In 1716, an expedition led by Governor Alexander Spotswood which crossed the Blue Ridge at Swift Run Gap, advertised to the world the rich back country. Now known as the Valley of Virginia, an immigration from Pennsylvannia and from Europe followed which revolutionized the province. This rapid western growth forced serious issues on the colony. There were 24 counties and 100,000 people living in the Virginia colony. Between 1707 and 1740, many Scottish immigrants came in the area as traders, teachers and tobacco growers and settled along the middle James, a river named for King James I of England which stretched 300 miles from the Allegehany Mountains to the Atlantic Ocean. By 1727, the population jumped to 150,000, of which, 50,000 were negro slaves. The capital Williamsburg was no more than a struggling village and Richmond had yet to be founded.

Hugh Jones wrote in 1724, “If New England can be called the receptacle of dissenters, and Amsterdam of religion, Pennsylvania, the nursery of Quakers, Maryland, the the retirement of Roman Catholics, North Carolina, the refuge of runaways and South Carolina, the delight of buccaneers and pirates, Virginia may be just esteemed the happy retreat of true Britons and true churchmen and for the most part should merit the greater esteem and encouragement”.
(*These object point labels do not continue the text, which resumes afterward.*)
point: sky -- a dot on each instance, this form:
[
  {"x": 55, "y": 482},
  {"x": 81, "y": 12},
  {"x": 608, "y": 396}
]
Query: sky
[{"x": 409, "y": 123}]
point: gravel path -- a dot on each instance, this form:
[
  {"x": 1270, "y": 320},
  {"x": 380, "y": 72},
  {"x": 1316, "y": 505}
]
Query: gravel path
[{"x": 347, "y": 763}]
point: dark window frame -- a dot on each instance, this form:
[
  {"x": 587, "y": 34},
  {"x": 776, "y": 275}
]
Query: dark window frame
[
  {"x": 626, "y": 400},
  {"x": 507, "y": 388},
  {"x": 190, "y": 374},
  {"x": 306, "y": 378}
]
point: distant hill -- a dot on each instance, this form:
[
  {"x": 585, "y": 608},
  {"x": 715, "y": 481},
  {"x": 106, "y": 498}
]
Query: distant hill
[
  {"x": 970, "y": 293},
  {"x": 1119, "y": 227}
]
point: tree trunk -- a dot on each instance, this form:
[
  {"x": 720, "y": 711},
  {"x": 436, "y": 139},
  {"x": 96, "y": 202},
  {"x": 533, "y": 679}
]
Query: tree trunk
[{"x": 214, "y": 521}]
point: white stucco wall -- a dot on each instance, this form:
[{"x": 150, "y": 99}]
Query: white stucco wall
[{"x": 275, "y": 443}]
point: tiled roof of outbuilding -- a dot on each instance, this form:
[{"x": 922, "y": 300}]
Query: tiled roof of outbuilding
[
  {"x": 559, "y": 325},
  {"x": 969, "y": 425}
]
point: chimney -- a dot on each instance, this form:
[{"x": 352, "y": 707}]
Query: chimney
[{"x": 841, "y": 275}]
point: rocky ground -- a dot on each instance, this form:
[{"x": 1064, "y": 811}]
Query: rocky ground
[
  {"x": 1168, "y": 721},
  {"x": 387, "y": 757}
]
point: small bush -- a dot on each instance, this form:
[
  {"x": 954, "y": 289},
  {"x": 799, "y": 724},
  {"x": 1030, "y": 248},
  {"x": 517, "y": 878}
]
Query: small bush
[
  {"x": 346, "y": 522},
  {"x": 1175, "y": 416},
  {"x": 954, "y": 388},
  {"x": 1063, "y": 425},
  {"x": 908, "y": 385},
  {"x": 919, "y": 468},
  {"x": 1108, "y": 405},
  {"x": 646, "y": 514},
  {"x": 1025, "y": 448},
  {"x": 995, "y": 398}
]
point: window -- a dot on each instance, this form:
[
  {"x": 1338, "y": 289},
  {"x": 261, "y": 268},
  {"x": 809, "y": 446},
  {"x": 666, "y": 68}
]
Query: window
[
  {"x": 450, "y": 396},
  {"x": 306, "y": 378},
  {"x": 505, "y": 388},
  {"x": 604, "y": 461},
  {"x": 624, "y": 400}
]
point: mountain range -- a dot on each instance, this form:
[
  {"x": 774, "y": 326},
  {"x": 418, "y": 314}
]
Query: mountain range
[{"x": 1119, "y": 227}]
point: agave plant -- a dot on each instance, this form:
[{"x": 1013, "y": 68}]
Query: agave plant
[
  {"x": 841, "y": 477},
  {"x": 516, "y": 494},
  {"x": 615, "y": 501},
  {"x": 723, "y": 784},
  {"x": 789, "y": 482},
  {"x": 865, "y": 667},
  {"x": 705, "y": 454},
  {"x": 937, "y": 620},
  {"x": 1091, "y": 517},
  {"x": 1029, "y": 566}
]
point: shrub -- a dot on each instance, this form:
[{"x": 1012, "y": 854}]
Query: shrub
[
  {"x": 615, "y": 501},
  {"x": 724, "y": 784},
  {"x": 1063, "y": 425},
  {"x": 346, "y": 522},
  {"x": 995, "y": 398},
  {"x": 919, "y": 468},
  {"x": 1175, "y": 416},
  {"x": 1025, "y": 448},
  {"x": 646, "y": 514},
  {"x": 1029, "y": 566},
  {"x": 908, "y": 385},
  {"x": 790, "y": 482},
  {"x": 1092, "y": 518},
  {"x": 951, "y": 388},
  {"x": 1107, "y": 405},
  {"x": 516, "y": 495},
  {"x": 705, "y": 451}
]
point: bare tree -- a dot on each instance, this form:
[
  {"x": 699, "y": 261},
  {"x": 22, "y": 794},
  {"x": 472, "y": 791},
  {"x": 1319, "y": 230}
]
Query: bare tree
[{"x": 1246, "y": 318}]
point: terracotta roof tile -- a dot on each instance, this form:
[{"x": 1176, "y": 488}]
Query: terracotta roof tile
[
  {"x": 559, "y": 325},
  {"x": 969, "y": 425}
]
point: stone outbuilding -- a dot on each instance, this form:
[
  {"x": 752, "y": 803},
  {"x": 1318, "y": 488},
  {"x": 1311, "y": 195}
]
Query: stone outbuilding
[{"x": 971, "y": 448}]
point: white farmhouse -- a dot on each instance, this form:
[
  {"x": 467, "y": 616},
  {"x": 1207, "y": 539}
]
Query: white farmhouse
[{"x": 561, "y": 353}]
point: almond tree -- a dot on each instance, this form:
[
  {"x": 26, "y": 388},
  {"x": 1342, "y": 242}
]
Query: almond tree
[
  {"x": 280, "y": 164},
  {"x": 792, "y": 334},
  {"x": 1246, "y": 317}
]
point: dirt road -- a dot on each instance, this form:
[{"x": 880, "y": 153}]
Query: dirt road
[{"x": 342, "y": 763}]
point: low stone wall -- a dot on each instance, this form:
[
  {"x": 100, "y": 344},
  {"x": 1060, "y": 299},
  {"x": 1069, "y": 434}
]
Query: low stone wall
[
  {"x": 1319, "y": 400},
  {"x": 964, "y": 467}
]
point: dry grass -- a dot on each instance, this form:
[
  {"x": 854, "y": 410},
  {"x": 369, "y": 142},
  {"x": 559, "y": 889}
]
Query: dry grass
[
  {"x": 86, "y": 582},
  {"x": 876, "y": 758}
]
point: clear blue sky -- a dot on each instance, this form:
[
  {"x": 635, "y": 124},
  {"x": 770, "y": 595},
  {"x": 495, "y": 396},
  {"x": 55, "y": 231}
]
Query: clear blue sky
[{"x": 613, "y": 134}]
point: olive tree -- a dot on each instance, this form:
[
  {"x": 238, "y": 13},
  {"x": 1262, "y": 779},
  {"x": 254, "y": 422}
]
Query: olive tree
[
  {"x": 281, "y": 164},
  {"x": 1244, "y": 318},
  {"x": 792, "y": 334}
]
The colony was not quite so united as the General Assembly, composed largely of the Tidewater gentry, suggested. Governor Gooch indicated the kind of people with whom he was surrounded by his statement that “the gentlemen and ladies here are perfectly well bred, not an ill dancer in my government”. The Tidewater gentry were being threatened by the democracy of the west, which now extended up the James to Point of Fork (Columbia), by debts to English agents, and by the depletion of the land from which they produced more and more tobacco. Tobacco had been the basic problem as well as the golden treasure. It meant dancing, riding, feasting and fine clothes or hard times, debt, anger and insolvency.